Since the __lock_unpin_lock() will no longer detect underflow by casting
the unsigned int to a signed int, update the casting code to use a temp
variable for calculations using a signed int.
Cc: Ingo Molnar <mingo@redhat.com>
Cc: Will Deacon <will@kernel.org>
Cc: Boqun Feng <boqun.feng@gmail.com>
Cc: Waiman Long <longman@redhat.com>
Link: https://lore.kernel.org/all/h3tpnj5kzcrxms5picmimtkpg4aypcpip5wbd6bt2rpdj5k7eb@nhtzs3lefrkq/
Suggested-by: Peter Zijlstra <peterz@infradead.org>
Signed-off-by: Liam R. Howlett (Oracle) <liam@infradead.org>
---
include/linux/lockdep.h | 3 ++
include/linux/lockdep_types.h | 3 +-
include/linux/sched.h | 1 +
kernel/locking/lockdep.c | 58 ++++++++++++++++++++++++++++++-----
4 files changed, 57 insertions(+), 8 deletions(-)
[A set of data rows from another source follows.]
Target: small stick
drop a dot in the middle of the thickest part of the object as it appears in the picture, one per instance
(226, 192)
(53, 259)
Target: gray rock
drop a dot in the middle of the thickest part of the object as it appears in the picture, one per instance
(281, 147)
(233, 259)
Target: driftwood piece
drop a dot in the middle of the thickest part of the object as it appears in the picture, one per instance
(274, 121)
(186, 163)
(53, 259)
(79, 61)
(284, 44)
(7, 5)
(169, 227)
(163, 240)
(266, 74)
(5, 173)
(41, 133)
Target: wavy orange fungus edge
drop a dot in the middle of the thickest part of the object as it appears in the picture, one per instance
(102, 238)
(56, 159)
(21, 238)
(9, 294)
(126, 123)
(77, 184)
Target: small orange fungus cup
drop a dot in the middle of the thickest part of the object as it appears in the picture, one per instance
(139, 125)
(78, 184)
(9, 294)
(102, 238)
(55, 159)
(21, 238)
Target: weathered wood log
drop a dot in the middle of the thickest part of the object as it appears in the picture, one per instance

diff --git a/include/linux/lockdep.h b/include/linux/lockdep.h
index 621566345406d..a6451ecbbe9a0 100644
--- a/include/linux/lockdep.h
+++ b/include/linux/lockdep.h
@@ -273,6 +273,9 @@ extern struct pin_cookie lock_pin_lock(struct lockdep_map *lock);
extern void lock_repin_lock(struct lockdep_map *lock, struct pin_cookie);
extern void lock_unpin_lock(struct lockdep_map *lock, struct pin_cookie);
+extern u32 lock_sequence(struct lockdep_map *lock);
+#define lockdep_sequence(lock) lock_sequence(&(lock)->dep_map)
+
#define lockdep_depth(tsk) (debug_locks ? (tsk)->lockdep_depth : 0)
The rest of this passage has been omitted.